Schon in seinem Debüt „Wie ich mir das Glück vorstelle“ hat Martin Kordić, der seit vielen Jahren als Lektor bei großen Verlagen arbeitet, einen literarisch sehr eigensinnigen und mitreißenden Ton angeschlagen. Während es darin um den Kinderblick eines Jungen auf den Bosnienkrieg geht, handelt „Jahre mit Martha“ von einer ungewöhnlichen Beziehung, die die Grenzen von Hierarchien und Begehren auslotet.
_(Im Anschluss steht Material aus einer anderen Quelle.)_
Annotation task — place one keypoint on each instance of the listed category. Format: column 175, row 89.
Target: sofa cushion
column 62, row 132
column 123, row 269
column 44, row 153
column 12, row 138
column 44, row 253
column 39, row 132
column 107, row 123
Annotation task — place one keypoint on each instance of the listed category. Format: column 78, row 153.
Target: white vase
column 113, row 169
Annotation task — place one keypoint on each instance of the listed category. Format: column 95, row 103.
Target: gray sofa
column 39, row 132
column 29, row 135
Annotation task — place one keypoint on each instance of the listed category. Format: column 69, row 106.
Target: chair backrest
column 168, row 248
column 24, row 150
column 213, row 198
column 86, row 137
Da ist Željko Kovačević, der mit seinen Eltern und Geschwistern in einer kleinen Wohnung in Ludwigshafen lebt. Er ist in Deutschland aufgewachsen, doch das Leben der Familie ist von den Folgen der Einwanderung der Eltern geprägt. Die Mutter geht putzen, der Vater schuftet beim Bau. Željko ist 15, als er einen Ferienjob bei Martha annimmt. Für die Professorin übernimmt er Arbeiten im Garten, doch sie öffnet nicht nur ihren Garten für ihn, sondern auch den Weg in eine andere Welt. Željko darf sich Bücher aus ihrer Bibliothek leihen, sie nimmt ihn sogar mit ins Theater, und sie spricht mit ihm, wie noch nie jemand mit ihm gesprochen hat. Auch später, als er schon längst in München lebt und Literatur studiert, spielt Martha noch eine Rolle in seinem Leben und begleitet ihn in wichtigen und entscheidenden Lebensphasen – trotz ihrer großen Differenz des Alters, der Herkunft und ihres Standes verbindet sie eine tiefe Verbundenheit. Eine ungewöhnliche Geschichte, die von einer poetischen Liebe erzählt, für die es keine Vorbilder gibt – und darüber hinaus von einer tiefen Liebe zum Wissen und zur Literatur. (A.-D. K.)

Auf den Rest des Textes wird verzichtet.